谢萱眸色一凛,时南并不是在燕京长大,且刚刚回来不过月余。
要说结仇的话,只能是昨日程国公家的世子程杰。
谢萱不禁怀疑,这些人就是程杰派来的。
想到这里,谢萱又想到了另一件事,时德文想要竞选皇商。
如若自己现在贪图一时的简单,答应杨剩赔钱,影响满园春日后的生意是小。
时家在天子脚下触犯大梁律法留了案底,到时候竞选皇商,若被有心人拿出来,此事就会成为污点。
谢萱思索至此,心中当下有了决断。
绝不能给时家留下任何隐患。
“按照大梁律法,蓄意构陷他人者,诬告反坐论处。轻则杖责二十,罚款二十两,重责杖一百流三千里。
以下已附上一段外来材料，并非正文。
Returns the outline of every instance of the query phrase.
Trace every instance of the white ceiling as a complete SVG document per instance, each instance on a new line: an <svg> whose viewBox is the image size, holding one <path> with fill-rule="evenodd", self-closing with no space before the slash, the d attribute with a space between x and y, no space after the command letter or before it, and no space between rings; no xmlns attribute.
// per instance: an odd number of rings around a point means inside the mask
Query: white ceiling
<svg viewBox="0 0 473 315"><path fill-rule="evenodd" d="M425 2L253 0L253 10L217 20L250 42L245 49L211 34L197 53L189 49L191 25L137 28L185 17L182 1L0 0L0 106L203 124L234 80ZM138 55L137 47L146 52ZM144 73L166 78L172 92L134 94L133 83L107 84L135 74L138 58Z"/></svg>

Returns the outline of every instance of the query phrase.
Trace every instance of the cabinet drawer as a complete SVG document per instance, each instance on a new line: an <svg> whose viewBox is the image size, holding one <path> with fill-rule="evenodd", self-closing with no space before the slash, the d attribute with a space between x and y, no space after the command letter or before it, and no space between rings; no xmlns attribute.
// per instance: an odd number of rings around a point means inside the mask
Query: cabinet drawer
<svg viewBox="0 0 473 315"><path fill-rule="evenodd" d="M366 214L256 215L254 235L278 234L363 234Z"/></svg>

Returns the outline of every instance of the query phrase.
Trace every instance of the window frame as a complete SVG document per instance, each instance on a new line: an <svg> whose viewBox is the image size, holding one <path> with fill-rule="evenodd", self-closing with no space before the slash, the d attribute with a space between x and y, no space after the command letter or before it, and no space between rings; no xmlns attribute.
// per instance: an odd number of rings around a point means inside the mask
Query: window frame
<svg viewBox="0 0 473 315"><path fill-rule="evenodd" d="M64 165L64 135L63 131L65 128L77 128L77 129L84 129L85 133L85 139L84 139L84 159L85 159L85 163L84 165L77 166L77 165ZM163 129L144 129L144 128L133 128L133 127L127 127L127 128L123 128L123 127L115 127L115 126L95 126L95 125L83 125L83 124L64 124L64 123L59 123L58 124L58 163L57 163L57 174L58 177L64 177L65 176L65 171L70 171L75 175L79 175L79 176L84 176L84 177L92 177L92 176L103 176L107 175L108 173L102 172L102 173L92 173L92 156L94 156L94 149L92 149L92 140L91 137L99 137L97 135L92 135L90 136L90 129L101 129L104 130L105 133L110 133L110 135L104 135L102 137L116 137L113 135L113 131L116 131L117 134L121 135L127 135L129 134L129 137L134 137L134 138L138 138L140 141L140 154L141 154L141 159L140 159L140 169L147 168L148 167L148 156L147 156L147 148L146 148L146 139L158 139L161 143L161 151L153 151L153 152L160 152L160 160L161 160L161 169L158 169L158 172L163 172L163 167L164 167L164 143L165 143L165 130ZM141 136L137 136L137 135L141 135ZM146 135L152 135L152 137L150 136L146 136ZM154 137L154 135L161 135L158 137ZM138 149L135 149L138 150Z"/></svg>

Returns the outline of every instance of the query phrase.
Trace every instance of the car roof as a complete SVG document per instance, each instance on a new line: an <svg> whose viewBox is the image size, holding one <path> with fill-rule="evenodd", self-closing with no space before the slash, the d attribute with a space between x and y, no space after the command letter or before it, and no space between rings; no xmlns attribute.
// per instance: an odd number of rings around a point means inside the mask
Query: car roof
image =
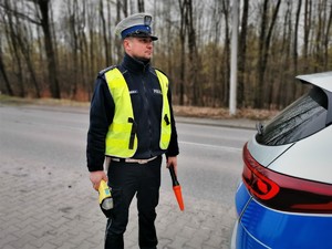
<svg viewBox="0 0 332 249"><path fill-rule="evenodd" d="M295 79L302 82L317 85L329 92L332 92L332 71L323 72L323 73L298 75Z"/></svg>

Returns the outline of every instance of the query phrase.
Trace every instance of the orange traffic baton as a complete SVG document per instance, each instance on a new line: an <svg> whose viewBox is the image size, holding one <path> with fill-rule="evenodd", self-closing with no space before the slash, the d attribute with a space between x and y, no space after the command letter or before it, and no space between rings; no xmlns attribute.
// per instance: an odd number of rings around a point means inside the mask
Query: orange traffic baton
<svg viewBox="0 0 332 249"><path fill-rule="evenodd" d="M181 186L179 185L177 177L175 175L175 170L173 165L168 167L170 177L172 177L172 183L173 183L173 190L176 197L176 200L178 203L179 209L183 211L185 210L185 205L184 205L184 199L183 199L183 194L181 194Z"/></svg>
”
谢萱声线清澈空灵,语调却冰凉刺骨。
她淡淡的看着杨剩及其家眷。
“如若杨老爷觉得我请来的京兆尹判案不公,可以上告大理寺。”
“若再觉大理寺不公,可以敲登闻鼓,告御状。”
杨剩不妨她一个普通商贾人家的小姐,能如此熟悉大梁律法。
顿时,骇得面如猪肝。
一时不知如何应对。
杨剩这样的人,无非就是想要讹一笔钱,回乡下过日子。
怎会愿意去京兆尹,大理寺,刑部受罪。
一想到诬告反坐的处罚,杨剩就忍不住哆嗦。
他不想要那个钱了,回去再将那一百两还给程世子,这个事情自己做不了。
就在杨剩打退堂鼓的时候,对面一家酒楼二楼雅间程杰向他投来警告的眼神。
杨剩被程杰的目光吓得一哆嗦,浑身发软。
程家近来一手遮天的本事见涨。
七日前,程杰在京郊强抢良家妇女,当夜就强占了人的身子。
再杀了那女子的夫君。
最后一把火将夫妻二人一齐烧了。
美名其曰,既然二人夫妻情深,不妨同生共死来得妙。
杨剩看了眼自己五大三粗、丝毫没有点姿色可言的媳妇,不禁庆幸。
程杰的威胁令他毫无退路。
杨剩是万万不敢得罪程杰这样的人。
柿子捡软的捏,眼前的“时南”到底只是一介商贾之女,背后没有靠山,比起程杰好应对太多。
杨剩硬着头皮。
“那你就去京兆尹请官差,我就不信了,天子脚下,当真没有王法!”
杨剩的妻女和老母听得他再硬气起来,又卖力的哭了几声附和。
此时,人群中,一队官差挤了进来。
为首的就是郭嘉。
他到的恰到好处,此时的杨剩一家人,除了瘦高男孩,全部开始口白沫。
瘦高男孩看见此情此景,不复刚才的木讷。
冲到小女孩面前,急切的呼唤道:“大夫,大夫,求求你们快请大夫。”
奈何此时,周围人生人海。
伙计带着请来的大夫被堵在外层,分毫都前进不了。
“燕儿,燕儿,你醒醒,你醒醒!”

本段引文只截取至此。